When i get the time i will try the idea and post the results.

 

[praezis]

Hi Micky,
on the same page indeed, I also use PICs. On my photo above it is a 12F675.
You are very right with restrictions, also beyond speed.

I would be interested in some data of your Eureka, if you have them.
The contact closing time, period of the swing (2.66s?), resistance of the coil, and its inductivity if possible.

Thanks and regards,
Frank

 

[jkfabulos]

Mr. Hubby per your request here is a complete photo for your records.
I am using a regulated 1.65 volt battery. I believe the battery uses a capacitor to make sure the voltage is constant over the life of the two alkaline "d" cells used.

 

[John Hubby]

Jim, thanks very much for posting your restored clock, beautiful! I mentioned earlier that your clock has the lowest serial number of the Sheraton Pillar design models (No. 8 in the Eureka 1911 catalog) I have documented to date. Also, it has a solid dial whereas the others seen all have the annular chapter ring style dial.

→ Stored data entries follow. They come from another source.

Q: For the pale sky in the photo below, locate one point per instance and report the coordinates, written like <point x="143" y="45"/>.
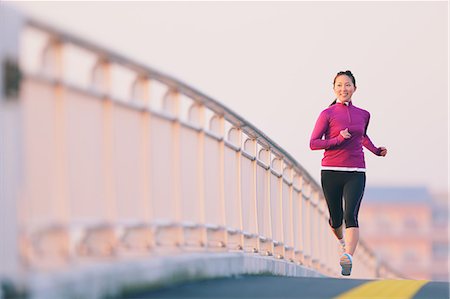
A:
<point x="273" y="63"/>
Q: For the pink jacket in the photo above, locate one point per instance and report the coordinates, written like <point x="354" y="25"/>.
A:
<point x="341" y="152"/>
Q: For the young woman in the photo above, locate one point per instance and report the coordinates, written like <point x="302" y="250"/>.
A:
<point x="341" y="130"/>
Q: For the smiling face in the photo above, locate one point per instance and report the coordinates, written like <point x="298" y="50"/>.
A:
<point x="344" y="88"/>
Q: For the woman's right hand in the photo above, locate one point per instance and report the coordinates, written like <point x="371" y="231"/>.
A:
<point x="345" y="133"/>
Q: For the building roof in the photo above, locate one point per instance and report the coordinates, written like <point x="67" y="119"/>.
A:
<point x="398" y="194"/>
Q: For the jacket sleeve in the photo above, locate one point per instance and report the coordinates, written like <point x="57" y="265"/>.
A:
<point x="367" y="143"/>
<point x="322" y="125"/>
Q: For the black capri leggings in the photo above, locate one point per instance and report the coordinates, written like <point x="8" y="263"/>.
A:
<point x="347" y="184"/>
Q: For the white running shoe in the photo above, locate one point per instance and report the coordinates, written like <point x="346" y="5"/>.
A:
<point x="346" y="262"/>
<point x="341" y="247"/>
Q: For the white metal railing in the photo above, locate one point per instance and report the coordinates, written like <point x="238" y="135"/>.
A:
<point x="157" y="166"/>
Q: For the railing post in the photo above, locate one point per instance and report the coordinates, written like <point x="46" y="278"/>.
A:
<point x="233" y="191"/>
<point x="248" y="193"/>
<point x="11" y="182"/>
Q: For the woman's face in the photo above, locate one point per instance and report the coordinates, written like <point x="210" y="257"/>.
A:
<point x="344" y="88"/>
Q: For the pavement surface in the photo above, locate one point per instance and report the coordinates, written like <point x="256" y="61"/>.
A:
<point x="299" y="287"/>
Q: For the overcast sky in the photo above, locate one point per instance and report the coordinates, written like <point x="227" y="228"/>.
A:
<point x="273" y="63"/>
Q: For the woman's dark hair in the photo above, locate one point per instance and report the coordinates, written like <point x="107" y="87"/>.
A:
<point x="348" y="74"/>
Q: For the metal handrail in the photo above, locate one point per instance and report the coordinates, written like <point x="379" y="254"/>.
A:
<point x="181" y="87"/>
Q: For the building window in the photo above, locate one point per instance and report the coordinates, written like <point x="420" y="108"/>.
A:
<point x="410" y="255"/>
<point x="411" y="224"/>
<point x="440" y="251"/>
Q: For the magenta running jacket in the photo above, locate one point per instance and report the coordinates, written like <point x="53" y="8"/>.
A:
<point x="341" y="152"/>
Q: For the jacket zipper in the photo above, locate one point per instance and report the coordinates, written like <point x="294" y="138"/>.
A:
<point x="348" y="114"/>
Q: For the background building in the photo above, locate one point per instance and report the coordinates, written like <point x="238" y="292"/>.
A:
<point x="407" y="227"/>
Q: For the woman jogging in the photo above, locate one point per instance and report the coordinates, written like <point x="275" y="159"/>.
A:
<point x="341" y="130"/>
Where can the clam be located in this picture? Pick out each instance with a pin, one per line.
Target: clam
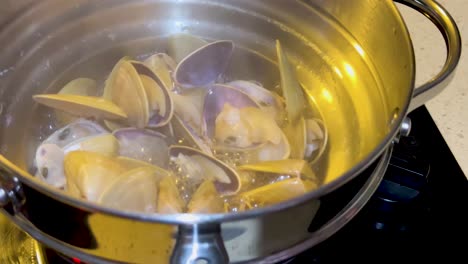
(83, 106)
(276, 192)
(187, 136)
(49, 157)
(162, 65)
(125, 89)
(272, 152)
(235, 123)
(268, 101)
(198, 167)
(143, 144)
(130, 164)
(206, 200)
(49, 163)
(203, 66)
(159, 100)
(189, 106)
(181, 45)
(79, 129)
(134, 190)
(298, 168)
(50, 154)
(89, 174)
(169, 199)
(105, 144)
(80, 86)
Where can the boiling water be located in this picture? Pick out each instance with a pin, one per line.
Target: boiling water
(340, 86)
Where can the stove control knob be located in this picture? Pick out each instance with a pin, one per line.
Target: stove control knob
(405, 127)
(4, 200)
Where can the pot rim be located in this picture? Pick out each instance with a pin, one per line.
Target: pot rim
(190, 219)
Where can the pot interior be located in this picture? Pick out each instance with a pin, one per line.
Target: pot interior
(57, 41)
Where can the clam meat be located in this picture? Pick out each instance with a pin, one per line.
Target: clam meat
(181, 132)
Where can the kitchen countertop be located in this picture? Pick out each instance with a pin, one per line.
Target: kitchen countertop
(449, 109)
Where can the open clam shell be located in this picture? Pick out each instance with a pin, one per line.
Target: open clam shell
(203, 66)
(169, 199)
(181, 45)
(187, 136)
(201, 167)
(189, 107)
(49, 163)
(89, 174)
(125, 89)
(105, 144)
(159, 100)
(162, 65)
(271, 151)
(268, 101)
(143, 144)
(206, 200)
(217, 97)
(83, 106)
(80, 86)
(80, 128)
(135, 190)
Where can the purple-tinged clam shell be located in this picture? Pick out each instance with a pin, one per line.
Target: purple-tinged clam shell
(158, 96)
(143, 144)
(217, 97)
(203, 66)
(202, 167)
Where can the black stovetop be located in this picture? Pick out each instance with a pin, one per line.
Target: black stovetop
(419, 213)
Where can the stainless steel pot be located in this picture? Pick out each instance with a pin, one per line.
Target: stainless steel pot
(354, 58)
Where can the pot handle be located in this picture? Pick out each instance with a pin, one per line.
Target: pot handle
(447, 26)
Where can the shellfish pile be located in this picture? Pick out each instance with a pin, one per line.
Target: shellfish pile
(167, 135)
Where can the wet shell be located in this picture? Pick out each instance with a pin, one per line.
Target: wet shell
(124, 88)
(268, 101)
(89, 174)
(162, 65)
(189, 107)
(159, 100)
(83, 106)
(181, 45)
(206, 200)
(190, 138)
(203, 167)
(80, 86)
(105, 144)
(203, 66)
(218, 96)
(135, 190)
(169, 199)
(49, 163)
(79, 129)
(143, 144)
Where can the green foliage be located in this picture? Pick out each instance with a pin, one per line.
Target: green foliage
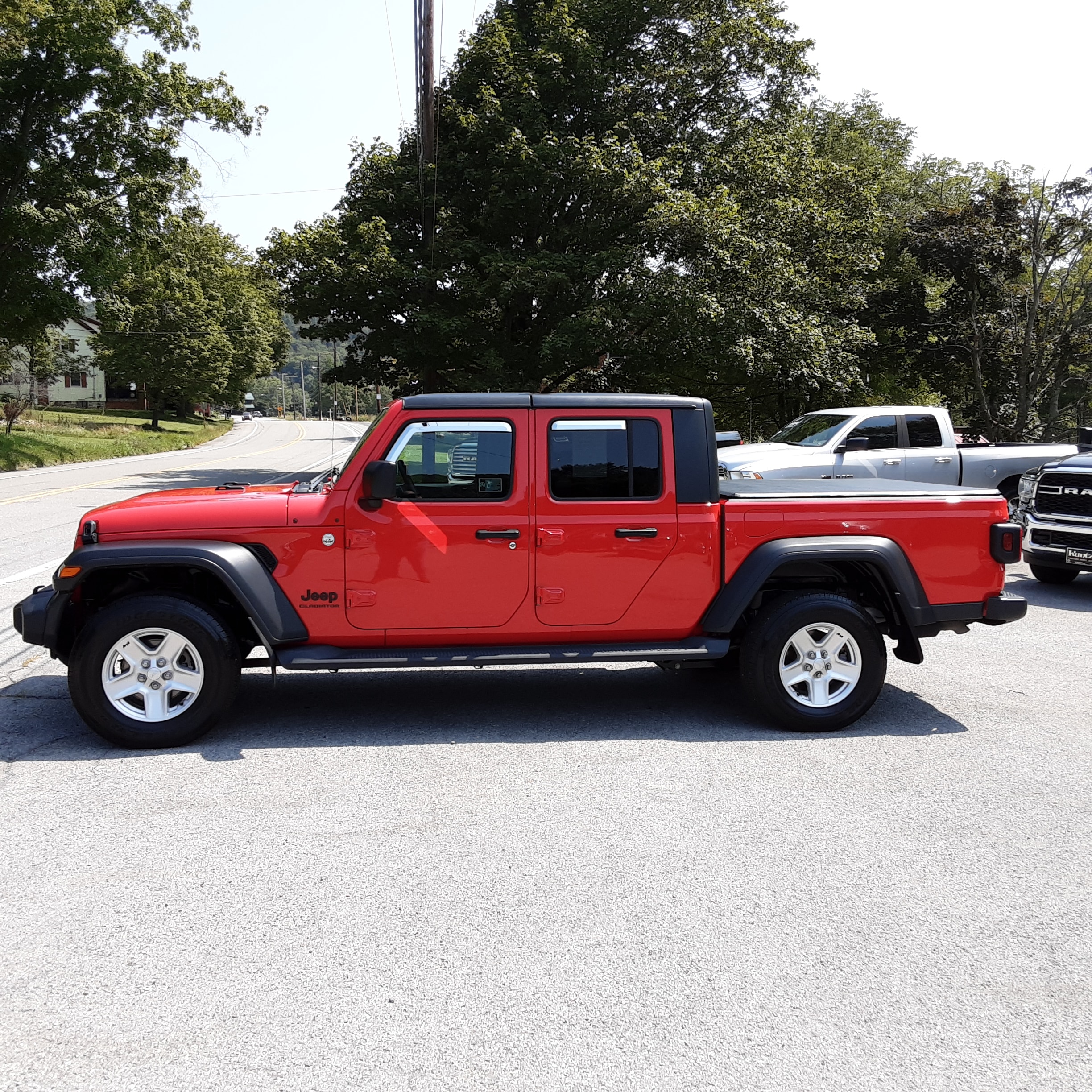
(193, 319)
(89, 145)
(988, 299)
(626, 197)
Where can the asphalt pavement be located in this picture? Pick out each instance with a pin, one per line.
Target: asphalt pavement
(544, 878)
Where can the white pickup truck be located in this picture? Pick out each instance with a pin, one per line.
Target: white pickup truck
(912, 444)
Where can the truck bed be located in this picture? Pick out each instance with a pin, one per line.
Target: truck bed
(815, 488)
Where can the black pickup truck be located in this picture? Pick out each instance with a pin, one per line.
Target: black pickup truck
(1055, 511)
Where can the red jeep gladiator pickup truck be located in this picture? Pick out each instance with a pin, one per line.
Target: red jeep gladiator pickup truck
(519, 529)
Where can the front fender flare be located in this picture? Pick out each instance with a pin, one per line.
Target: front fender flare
(235, 566)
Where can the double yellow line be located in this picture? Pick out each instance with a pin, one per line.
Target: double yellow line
(173, 470)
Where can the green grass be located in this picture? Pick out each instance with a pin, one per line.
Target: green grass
(48, 437)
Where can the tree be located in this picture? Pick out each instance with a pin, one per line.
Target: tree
(90, 145)
(1009, 335)
(193, 319)
(625, 198)
(13, 409)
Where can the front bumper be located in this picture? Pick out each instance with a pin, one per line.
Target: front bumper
(1045, 541)
(30, 616)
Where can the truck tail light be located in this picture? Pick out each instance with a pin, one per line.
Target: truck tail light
(1005, 543)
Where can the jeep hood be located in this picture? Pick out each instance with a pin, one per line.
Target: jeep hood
(182, 510)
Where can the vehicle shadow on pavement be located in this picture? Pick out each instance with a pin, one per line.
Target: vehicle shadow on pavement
(1075, 596)
(467, 706)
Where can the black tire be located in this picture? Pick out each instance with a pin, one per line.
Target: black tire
(1047, 575)
(220, 670)
(766, 640)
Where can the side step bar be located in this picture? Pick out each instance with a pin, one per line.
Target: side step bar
(318, 658)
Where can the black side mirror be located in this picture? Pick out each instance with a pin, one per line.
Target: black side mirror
(853, 444)
(378, 483)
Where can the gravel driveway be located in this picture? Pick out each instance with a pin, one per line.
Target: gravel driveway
(563, 878)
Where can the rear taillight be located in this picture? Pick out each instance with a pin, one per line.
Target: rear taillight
(1005, 543)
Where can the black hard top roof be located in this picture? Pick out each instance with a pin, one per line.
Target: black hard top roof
(818, 489)
(522, 401)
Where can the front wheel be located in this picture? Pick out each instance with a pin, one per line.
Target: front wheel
(153, 671)
(1047, 575)
(813, 663)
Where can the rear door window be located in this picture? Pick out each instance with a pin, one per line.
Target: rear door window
(881, 433)
(605, 460)
(455, 460)
(923, 430)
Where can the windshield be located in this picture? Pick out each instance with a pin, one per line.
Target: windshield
(812, 430)
(315, 484)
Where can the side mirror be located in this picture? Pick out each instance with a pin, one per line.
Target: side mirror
(378, 483)
(853, 444)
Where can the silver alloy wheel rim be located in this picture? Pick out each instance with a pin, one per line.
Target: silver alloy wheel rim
(820, 666)
(153, 675)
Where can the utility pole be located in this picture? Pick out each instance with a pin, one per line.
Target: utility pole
(424, 22)
(423, 18)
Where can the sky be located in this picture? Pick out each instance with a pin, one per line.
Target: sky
(979, 80)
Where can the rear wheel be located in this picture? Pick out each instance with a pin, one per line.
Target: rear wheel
(813, 663)
(1047, 575)
(153, 671)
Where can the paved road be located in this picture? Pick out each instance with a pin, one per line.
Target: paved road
(40, 510)
(557, 878)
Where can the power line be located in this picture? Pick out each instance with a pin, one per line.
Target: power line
(268, 194)
(394, 64)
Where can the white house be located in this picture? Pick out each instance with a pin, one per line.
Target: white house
(83, 386)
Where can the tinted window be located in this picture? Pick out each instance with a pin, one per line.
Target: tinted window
(604, 460)
(455, 461)
(924, 432)
(881, 433)
(812, 430)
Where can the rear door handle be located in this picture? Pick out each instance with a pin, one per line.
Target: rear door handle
(497, 534)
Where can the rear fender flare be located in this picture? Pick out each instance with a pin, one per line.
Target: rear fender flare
(235, 566)
(884, 555)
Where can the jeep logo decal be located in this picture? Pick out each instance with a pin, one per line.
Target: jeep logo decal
(310, 596)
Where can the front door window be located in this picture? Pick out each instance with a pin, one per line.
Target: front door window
(452, 550)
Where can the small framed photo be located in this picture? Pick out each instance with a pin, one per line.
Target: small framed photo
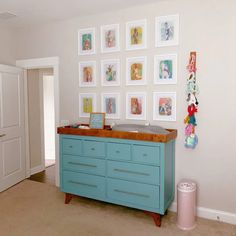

In reviewing my data, there is a clean break in serial numbers between the solid and annular dial fitted to the short movement Eurekas; the highest number to date with a solid dial is serial number 3046 and the lowest with the annular dial is serial number 3052, only six digits apart. Short movement clocks with lower serial numbers have a solid dial and all with higher numbers have the annular dial, with the exception of the gallery model (No. 15 in the 1911 catalog). All the tall movement models have a solid dial.

One question, where did you get the regulator battery? I would be interested to find some of those for my clocks.